Michaelp,
You are right. The number 30,000 is tragically low compared to the actual amount of Protestant denominations, using Webster’s definition. If one used Webster’s definition and started counting, I’m betting I can count over 30,000 in Colorado alone, excluding all Catholic and Eastern/Oriental Orthodox denominations.
There are over 33,800 denominations worldwide according to Barrett’s encyclopedia (2001 edition). He admittedly does not count all the little denominations, which would certainly increase this number to a ridiculous amount. So, there’s “Over 33,000 denominations in 238 countries.” (Table 1-5, Vol 1, pg 16).
Barrett lists only one Roman Catholic denomination for every country. JUST ONE.
So, under JUST THE U.S. Country Table 2, of the 6,222 US denominations, there’s only ONE Roman Catholic denomination listed, he lists 60 Orthodox denominations. Barrett labels the rest of the denominations, Protestant, Anglican, Independent, & Marginal. The more commonly accepted classification of Christianity used by Protestant scholar Leslie Dunstan in his book Protestantism, Christianity consists of: 1) Catholic, 2) Orthodox, & 3) Protestant. So, using this more commonly understood classification …

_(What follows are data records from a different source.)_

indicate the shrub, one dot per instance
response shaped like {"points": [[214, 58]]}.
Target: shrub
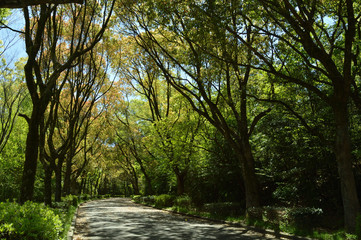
{"points": [[164, 200], [358, 227], [71, 200], [136, 198], [31, 221], [305, 217], [183, 201], [223, 208]]}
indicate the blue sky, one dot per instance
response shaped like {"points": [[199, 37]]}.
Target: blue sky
{"points": [[12, 41]]}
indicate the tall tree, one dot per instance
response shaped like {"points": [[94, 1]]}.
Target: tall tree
{"points": [[203, 66], [43, 23], [321, 37]]}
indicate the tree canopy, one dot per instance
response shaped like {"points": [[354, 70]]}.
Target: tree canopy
{"points": [[254, 102]]}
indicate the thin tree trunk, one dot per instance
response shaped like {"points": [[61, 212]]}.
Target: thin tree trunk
{"points": [[47, 185], [180, 183], [31, 157], [58, 178], [350, 199], [67, 177]]}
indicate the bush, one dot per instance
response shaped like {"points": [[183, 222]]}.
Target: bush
{"points": [[358, 227], [305, 217], [223, 208], [71, 200], [31, 221], [183, 201], [164, 200]]}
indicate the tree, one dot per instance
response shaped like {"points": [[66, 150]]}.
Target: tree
{"points": [[203, 66], [42, 23], [26, 3], [317, 39]]}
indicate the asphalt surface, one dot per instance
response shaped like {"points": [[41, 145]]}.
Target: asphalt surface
{"points": [[119, 218]]}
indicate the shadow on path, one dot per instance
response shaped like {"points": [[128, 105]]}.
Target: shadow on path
{"points": [[119, 218]]}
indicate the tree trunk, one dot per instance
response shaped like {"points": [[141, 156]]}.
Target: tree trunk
{"points": [[31, 157], [180, 183], [58, 178], [47, 185], [350, 199], [67, 177], [250, 181]]}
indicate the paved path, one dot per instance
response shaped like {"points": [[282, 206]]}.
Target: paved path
{"points": [[119, 218]]}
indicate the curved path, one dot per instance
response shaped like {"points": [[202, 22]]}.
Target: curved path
{"points": [[119, 218]]}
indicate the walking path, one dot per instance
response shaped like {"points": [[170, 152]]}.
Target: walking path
{"points": [[119, 218]]}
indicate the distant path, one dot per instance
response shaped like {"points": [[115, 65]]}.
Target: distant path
{"points": [[119, 218]]}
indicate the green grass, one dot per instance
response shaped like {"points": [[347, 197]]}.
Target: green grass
{"points": [[264, 223]]}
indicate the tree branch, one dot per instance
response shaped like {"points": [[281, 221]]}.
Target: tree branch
{"points": [[25, 3]]}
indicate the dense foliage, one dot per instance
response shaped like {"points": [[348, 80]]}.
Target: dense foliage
{"points": [[238, 103]]}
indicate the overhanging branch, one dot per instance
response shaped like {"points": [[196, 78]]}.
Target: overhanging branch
{"points": [[25, 3]]}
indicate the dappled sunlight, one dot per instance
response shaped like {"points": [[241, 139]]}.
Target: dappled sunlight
{"points": [[119, 218]]}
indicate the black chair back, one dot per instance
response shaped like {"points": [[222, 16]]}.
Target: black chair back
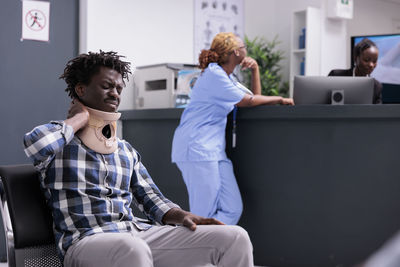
{"points": [[30, 217], [27, 219]]}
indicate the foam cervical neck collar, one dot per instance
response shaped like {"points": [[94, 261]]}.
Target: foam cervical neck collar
{"points": [[100, 132]]}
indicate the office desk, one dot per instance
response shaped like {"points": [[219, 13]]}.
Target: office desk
{"points": [[320, 184]]}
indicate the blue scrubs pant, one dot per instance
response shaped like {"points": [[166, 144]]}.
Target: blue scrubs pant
{"points": [[213, 190]]}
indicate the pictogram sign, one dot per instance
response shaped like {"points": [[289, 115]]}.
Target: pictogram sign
{"points": [[35, 20]]}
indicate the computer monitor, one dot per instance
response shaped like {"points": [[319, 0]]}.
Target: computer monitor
{"points": [[310, 90]]}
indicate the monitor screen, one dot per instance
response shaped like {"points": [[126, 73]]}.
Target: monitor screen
{"points": [[310, 90]]}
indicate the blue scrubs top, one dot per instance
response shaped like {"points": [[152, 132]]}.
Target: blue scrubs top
{"points": [[200, 135]]}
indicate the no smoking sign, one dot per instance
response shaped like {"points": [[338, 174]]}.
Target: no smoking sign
{"points": [[35, 20]]}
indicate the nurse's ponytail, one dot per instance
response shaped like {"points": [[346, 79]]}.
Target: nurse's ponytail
{"points": [[206, 57], [222, 45]]}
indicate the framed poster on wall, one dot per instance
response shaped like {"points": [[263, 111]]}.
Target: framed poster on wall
{"points": [[214, 16]]}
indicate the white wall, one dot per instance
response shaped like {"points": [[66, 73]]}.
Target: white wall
{"points": [[159, 31], [146, 32], [372, 17]]}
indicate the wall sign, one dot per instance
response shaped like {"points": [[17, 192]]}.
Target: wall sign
{"points": [[35, 20], [215, 16]]}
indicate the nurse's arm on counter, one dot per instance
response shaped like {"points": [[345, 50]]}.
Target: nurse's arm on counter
{"points": [[250, 63], [257, 100]]}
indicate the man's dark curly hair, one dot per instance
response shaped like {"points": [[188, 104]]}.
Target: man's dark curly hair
{"points": [[82, 68]]}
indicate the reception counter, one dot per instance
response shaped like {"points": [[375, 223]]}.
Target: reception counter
{"points": [[320, 184]]}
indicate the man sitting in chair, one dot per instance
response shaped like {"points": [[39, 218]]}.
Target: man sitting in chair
{"points": [[90, 178]]}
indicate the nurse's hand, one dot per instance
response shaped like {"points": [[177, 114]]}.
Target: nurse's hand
{"points": [[287, 101], [249, 63]]}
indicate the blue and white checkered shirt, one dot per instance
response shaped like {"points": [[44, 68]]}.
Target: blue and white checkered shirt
{"points": [[89, 192]]}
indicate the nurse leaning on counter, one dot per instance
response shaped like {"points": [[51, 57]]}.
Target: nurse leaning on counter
{"points": [[198, 146]]}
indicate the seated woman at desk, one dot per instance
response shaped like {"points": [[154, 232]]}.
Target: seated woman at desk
{"points": [[198, 146], [365, 59]]}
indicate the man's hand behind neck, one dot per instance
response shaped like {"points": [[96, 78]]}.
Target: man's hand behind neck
{"points": [[78, 115]]}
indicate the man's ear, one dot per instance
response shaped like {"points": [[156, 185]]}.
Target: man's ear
{"points": [[80, 89]]}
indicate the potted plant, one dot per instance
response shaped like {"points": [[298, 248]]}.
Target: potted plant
{"points": [[268, 58]]}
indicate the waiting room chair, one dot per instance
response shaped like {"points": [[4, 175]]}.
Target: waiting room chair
{"points": [[27, 219]]}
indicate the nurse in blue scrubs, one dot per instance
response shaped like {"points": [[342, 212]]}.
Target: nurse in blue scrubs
{"points": [[198, 146]]}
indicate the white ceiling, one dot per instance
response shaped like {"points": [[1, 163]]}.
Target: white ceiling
{"points": [[393, 1]]}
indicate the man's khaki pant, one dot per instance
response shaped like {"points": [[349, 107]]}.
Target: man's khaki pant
{"points": [[164, 246]]}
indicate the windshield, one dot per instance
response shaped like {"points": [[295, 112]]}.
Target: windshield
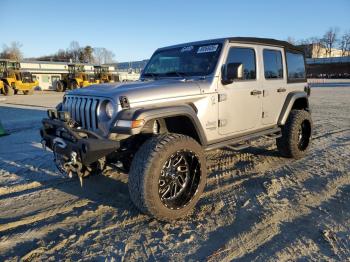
{"points": [[192, 60]]}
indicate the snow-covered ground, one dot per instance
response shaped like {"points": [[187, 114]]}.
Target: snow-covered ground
{"points": [[256, 206]]}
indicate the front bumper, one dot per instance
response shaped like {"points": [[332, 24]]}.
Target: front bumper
{"points": [[65, 140]]}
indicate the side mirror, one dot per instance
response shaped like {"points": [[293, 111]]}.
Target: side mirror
{"points": [[231, 72]]}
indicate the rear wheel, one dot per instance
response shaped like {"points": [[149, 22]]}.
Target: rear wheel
{"points": [[167, 176], [28, 92], [73, 85], [296, 135], [8, 90]]}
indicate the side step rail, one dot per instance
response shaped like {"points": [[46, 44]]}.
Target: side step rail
{"points": [[232, 143]]}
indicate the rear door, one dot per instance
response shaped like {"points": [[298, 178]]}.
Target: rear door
{"points": [[274, 81], [240, 102]]}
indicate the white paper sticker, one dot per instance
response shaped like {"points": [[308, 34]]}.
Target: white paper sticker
{"points": [[207, 49], [187, 49]]}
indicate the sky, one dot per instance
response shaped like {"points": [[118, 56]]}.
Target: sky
{"points": [[134, 29]]}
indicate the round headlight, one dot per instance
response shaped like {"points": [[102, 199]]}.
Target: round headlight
{"points": [[109, 109]]}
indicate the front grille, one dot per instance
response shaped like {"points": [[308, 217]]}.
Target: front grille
{"points": [[83, 110]]}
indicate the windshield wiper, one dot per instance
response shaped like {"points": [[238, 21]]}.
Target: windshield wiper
{"points": [[179, 74], [155, 76]]}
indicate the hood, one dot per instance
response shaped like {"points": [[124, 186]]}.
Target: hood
{"points": [[142, 90]]}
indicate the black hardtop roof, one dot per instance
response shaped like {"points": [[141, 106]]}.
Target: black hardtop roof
{"points": [[265, 41], [249, 40]]}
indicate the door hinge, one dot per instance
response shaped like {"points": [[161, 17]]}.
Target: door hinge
{"points": [[222, 97], [222, 122]]}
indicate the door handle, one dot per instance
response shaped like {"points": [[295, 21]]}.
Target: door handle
{"points": [[255, 92]]}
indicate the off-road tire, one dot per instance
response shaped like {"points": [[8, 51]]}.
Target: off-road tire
{"points": [[8, 90], [146, 169], [73, 85], [288, 143], [28, 92], [59, 86]]}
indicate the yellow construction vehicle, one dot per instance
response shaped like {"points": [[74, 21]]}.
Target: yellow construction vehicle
{"points": [[14, 80], [102, 74], [76, 78]]}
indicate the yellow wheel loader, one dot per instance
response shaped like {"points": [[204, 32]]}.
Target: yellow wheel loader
{"points": [[14, 80], [76, 78], [102, 74]]}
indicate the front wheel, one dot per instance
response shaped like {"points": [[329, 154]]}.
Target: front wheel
{"points": [[167, 176], [296, 135]]}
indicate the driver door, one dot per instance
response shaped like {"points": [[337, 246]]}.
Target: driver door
{"points": [[240, 103]]}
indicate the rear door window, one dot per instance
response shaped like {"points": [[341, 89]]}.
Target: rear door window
{"points": [[295, 66], [246, 57], [273, 67]]}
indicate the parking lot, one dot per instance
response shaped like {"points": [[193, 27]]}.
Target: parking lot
{"points": [[257, 205]]}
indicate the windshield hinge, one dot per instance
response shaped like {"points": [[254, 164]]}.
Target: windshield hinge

Denominations in the US alone:
Catholic 1
Orthodox 60
Protestant 6,161
Worldwide denominations, according to Barrett for 1970 and 1995:
**1970: **26,350
**1995: **33,820
If you look to Barrett’s earlier editions, the number of Roman Catholic denominations is STILL just ONE for every country. The increase is not, contrary to Eric Svendson’s article, spread evenly, is it?
If you count the number of Eastern/Oriental Orthodox denominations worldwide, I’m betting it’s less than 2,000. That leaves over 30,000 “other” denominations. Call those denominations what you will, but even Protestant author’s call them Protestant, which is what Catholics call all those Christian sects who limit their Bible to the Protestant Bible, and assert Bible alone/Faith alone.
There are most certainly well over 30,000 denominations of these kind of sects, using Webster’s definition, which looks to the number of organizations having legal and administrative authority over local congregations.
Calvinist or Arminians do not qualify as a denomination, as they are not what Webster calls a “religious organization uniting local congregations in a single legal and administrative body.” You can redefine “denomination” into something fuzzy and it will seemingly show less division within Protestantism, but that’s not at all accurate as to what a denomination really is.
Remember: EVERY BAPTIST PARISH ACTUALLY IS A LAW UNTO ITSELF. Which makes every Baptist parish a denomination unto itself. The Baptist parish 3 blocks away from me will not fellowship with the Baptist parish 7 blocks away from me, because they do not agree with regard to what they consider essential doctrines of Christianity. They are certainly not governed by the same legal and administrave organization. According to Webster’s definition, they belong to different denominations.
Think of the US States operating like that, where the federal laws were not binding at all, but people pronounced a new source of authority, that of “Constitution alone,” which really meant that how the citizenry interpreted the Constitution was based upon their own interpretation. There did not exists any authority to authentically interpret and judge for all the citizenry, what the words of the Constitution truly menat. The federal court decisions were just optional, just suggestive. In such an example, we would have 50 different “denominations” of US states, as it it not an organization united the 50 states into a single legal and administrative body. That’s how protestantism works. If fact, it would splinter into even more than 50, because with each state, there would be bickering over what the authority of the State government over the people, who are freed from the yoke of such oppression, free to be a “law unto themselves.”
Among Lutherans, there is not a single organization that unites all Lutherans under one legal and administrative body. Neither is there such an organization for Presbyterians, Methodists, Anglicans, Pentacostals, Mennonites. All these assert that the Protestant Bible alone is their sole rule of faith.
You think the Catholic Church is just one of these, but we don’t even share the same Bible, the same understanding of authority, the same undrestanding of ecclesiology and soteriology. Considering too that their are approx. 2 billion Christians, approx. 54% (1.1 billion) profess to be Catholic, under the authority of the Roman Pontiff. It ought to become more clear to you that the 30,000 divisions are among those (approx 40%) professing only a 66-book Bible, the PROTESTANT Bible.